Grip

~

I chose Demon as my gang name—because I had no soul, and I wanted to torment. I had nothing. I was born dead.

When the MS-13 gang first found me, I was almost 16 years old. My family lived in El Salvador. My mother died having my sister when I was seven. And my father died driving drunk when I was 13. My sister and I were put into different foster homes despite our pleas not to be. I didn’t see her much after that. Six months later I went to live with an uncle and aunt, and then a few months later with a different uncle and aunt, and then with some family friend. I bounced between all of them for a while. I was pretty much alone and vulnerable. That’s what gangs look for—your weakness. So, when they asked me to join, I did. I figured no one could get me if I was one of them.

My initiation was to kill a boy. They said he used to be one of us, but he left the gang without permission. It was a test and a message that I both passed and took to heart. With gangs it’s all about control and money and using violence to get them. The first time I shook someone down was at a party we crashed. Some guy looked at me wrong, didn’t hand me the money when I demanded it. So, I laid him out on the floor and kicked and punched him all over his body. I didn’t feel bad, because beating felt good; it was the first time I can remember feeling alive—like years of emptiness got filled in with anger. From then on, rage was my lifeline. I’d point a gun in some woman’s faces and a knife in a guy’s back. I’d wave a machete at some kid who’d tried to run away when I was collecting. I’d laugh at their fear, mock their cowering, cut the soul out of them if it got me what I wanted.
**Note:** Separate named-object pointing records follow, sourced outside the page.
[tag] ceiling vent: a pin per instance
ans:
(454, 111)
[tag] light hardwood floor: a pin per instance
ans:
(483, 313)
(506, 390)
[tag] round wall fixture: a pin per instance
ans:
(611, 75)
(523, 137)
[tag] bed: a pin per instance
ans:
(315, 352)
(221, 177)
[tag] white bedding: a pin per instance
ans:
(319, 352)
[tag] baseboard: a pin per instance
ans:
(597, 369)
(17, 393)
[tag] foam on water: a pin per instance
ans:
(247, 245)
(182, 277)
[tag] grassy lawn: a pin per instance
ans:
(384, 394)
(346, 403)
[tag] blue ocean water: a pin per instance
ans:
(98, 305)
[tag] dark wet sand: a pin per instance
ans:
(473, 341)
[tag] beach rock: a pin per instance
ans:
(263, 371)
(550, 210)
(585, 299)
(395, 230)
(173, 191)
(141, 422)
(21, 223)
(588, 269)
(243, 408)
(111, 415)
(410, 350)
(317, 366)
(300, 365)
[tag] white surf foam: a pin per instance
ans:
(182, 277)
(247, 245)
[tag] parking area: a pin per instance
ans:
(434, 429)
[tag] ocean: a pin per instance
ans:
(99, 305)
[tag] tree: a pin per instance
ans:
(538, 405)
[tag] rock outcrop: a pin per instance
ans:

One night when I was 22, one of the members of our gang told us some guy wasn’t paying his rent, so we decided to pay a visit to his house. We knew he wasn’t going to be there, but that his daughter was. Only it turned out that the girl was not his daughter, but my sister. At first, I didn’t recognize her; it had been years since I’d seen her face. But she recognized me. I knew what they were going to do, and I stood there paralyzed and mute when one pinned her down and tore off her pants. She was screaming my name—not Demon, but Eduardo. And then something happened inside me: all that rage that had kept me alive all those years suddenly was suffocating, and I couldn’t breathe, and all I knew was that my hand found my gun. And with a cascade of bullets everyone was dead—everyone, somehow, but my sister.

I never believed in miracles, because it was the devil I’d always worshipped. But whatever it was that that made me pull out the pistol and choose love of family over loyalty to that brotherhood, showed me that goodness does exist—even within someone who’s done as much bad as me.

Gang members see themselves as forever ruined; given the evil they inflict, I can understand why. Saving my sister’s life is the best thing I’ve done, not only because she’s still here, but also because I finally feel that I have done something right.

I left the gang and my community that night and took my sister with me. We changed our names and appearances, for safety reasons of course, but also because I no longer felt like the person that I had been. That was five years ago.

I’d be lying if I said at times that I don’t still feel a lot of guilt—for all the pain I caused so many people. I can’t repay all that I took from them, but I can give to others now. As I’ve found, doing something that helps someone else is so much more rewarding than doing something that just benefits you—and being sincere about it, which I am, does wonders for self-forgiveness. So, every day I try to do a few small things, in earnest, that contribute to someone else’s life—like helping young kids get out of gangs and families who have lost loved ones to gang violence.

I may have been born dead, but feeling a sense of worth has given me new life. My purpose of doing “good” now is my vow. And God help me, that’s one I’m going to keep.